Чудовище — страница 2 из 3

-- Нет, это чудовищно! -- воскликнула Лидия Максимовна.

-- Напрасно вы возмущаетесь, -- улыбаясь сказал Астафьев, -- это так к нему идет, что отнимите от него все эти неожиданные сюрпризы, и он потеряет половину прелести.

-- В особенности в глазах женщин, -- добавил Гаврилов.

-- Будто бы женщины так нетребовательны! -- кокетливо произнесла Лабунская.

-- О да! -- пресерьезно отвечал Гаврилов. -- На эту тему я готов спорить с вами до бесконечности, но, чтобы быть кратким, сообщу вам, за что, например, меня любили больше всего.

-- Это интересно! -- с любопытством сказала Лабунская.

-- За мою грудь и спину, -- невозмутимо продолжал Гаврилов, -- если вы когда-нибудь увидите, вы ужаснетесь: все покрыто густой шерстью, как у медведя.

Получился эффект, неожиданный даже для Астафьева, который побледнел и не находил слов. Лидия Максимовна неестественно расхохоталась и закричала:

-- Ужасный человек! Чудовище! Убирайтесь с глаз моих!

Гаврилов спокойно повернулся и медленно, прихрамывая от ревматизма, побрел к курзалу.



IV


Гуляя до поздней ночи, Астафьев и Лабунская разговорились и сначала узнали друг о друге много биографических подробностей. Потом Астафьев прижимал руки к сердцу и звонким, высоким голосом ораторствовал на свою любимую тему о банальности окружающего и о том, что если бы он был поэтом, то искал бы мотивов не в жизни, а где-нибудь вне ее.
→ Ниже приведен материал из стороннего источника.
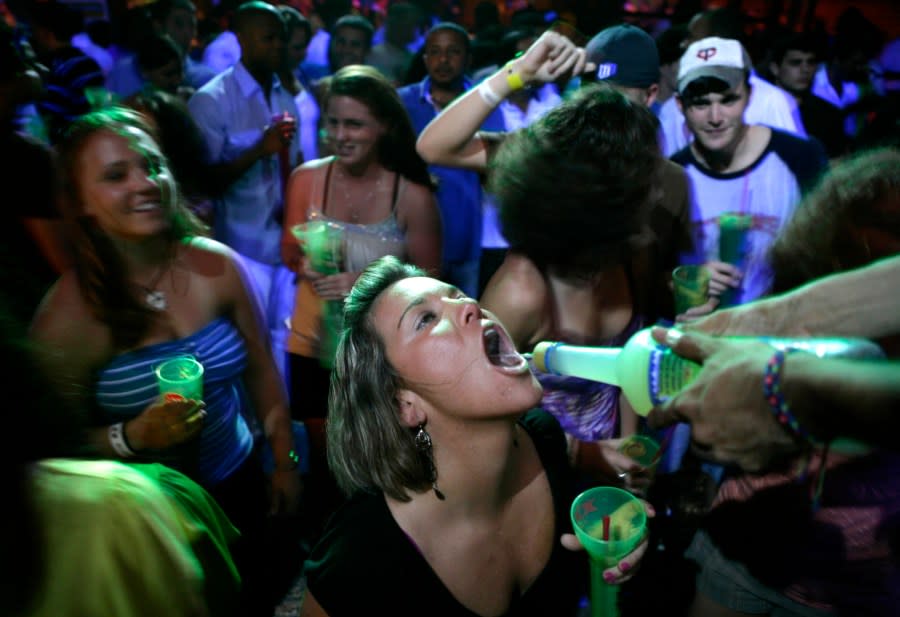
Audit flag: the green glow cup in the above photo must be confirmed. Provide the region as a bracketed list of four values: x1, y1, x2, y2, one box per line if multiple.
[619, 435, 660, 477]
[291, 221, 344, 369]
[155, 356, 203, 401]
[718, 212, 753, 308]
[672, 264, 709, 315]
[291, 221, 344, 274]
[570, 486, 647, 617]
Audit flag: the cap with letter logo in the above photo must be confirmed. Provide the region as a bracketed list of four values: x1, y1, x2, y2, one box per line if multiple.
[678, 36, 752, 94]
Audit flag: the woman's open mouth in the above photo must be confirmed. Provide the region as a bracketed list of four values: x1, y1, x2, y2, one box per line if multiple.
[482, 324, 528, 372]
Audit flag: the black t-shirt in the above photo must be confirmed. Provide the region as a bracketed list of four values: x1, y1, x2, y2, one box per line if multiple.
[305, 410, 589, 617]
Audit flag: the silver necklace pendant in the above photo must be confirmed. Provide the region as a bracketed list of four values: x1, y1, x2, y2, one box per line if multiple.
[144, 289, 169, 311]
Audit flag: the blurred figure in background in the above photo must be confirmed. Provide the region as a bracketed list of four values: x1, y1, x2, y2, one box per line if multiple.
[31, 107, 301, 615]
[188, 0, 301, 381]
[281, 65, 441, 544]
[769, 34, 847, 158]
[29, 0, 108, 144]
[106, 0, 216, 99]
[0, 302, 240, 617]
[398, 22, 504, 297]
[278, 4, 319, 161]
[365, 2, 422, 87]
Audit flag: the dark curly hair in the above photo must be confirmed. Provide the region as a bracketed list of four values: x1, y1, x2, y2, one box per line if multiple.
[769, 148, 900, 293]
[489, 83, 662, 276]
[326, 255, 431, 501]
[57, 106, 207, 349]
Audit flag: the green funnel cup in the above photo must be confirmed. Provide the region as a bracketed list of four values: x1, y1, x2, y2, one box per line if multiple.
[291, 221, 344, 369]
[291, 221, 344, 274]
[570, 486, 647, 617]
[156, 356, 203, 401]
[719, 212, 753, 308]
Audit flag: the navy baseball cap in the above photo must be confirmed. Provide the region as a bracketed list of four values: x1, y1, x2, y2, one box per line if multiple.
[582, 24, 659, 88]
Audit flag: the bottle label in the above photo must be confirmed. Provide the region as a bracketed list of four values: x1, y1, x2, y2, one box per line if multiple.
[647, 346, 700, 406]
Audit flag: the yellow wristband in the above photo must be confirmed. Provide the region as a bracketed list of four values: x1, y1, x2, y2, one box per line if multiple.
[504, 60, 525, 92]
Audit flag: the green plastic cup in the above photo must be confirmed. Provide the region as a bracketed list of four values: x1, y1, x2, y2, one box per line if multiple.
[718, 212, 753, 307]
[619, 435, 659, 477]
[672, 264, 709, 315]
[569, 486, 647, 617]
[291, 221, 344, 274]
[155, 356, 203, 401]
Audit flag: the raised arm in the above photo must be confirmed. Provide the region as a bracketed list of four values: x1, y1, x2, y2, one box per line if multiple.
[684, 256, 900, 338]
[416, 30, 585, 171]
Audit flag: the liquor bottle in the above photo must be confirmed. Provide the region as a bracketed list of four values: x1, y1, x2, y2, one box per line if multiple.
[532, 328, 884, 416]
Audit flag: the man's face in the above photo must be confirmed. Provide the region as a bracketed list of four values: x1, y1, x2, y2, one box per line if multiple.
[678, 82, 750, 153]
[284, 28, 309, 71]
[770, 49, 816, 94]
[238, 14, 284, 73]
[423, 30, 469, 87]
[328, 28, 369, 72]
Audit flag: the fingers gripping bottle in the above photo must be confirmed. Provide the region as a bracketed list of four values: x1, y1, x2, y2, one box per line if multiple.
[532, 328, 884, 416]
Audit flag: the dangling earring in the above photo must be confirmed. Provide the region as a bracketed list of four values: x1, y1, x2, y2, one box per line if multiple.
[416, 424, 444, 501]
-- Знаете, -- говорил он, прислушиваясь к своему голосу, -- жизненные положения так избиты, что даже самые умные, самые талантливые люди принуждены на каждом шагу делать пошлости. Я думаю, что прежде всего необходимо отрешиться от предрассудков, а главное, не лгать перед самим собой. Иначе мы всегда будем ходить проторенными тропинками. Вот, например, Гаврилов. Ей-богу, в конце концов это очень хороший и честный человек.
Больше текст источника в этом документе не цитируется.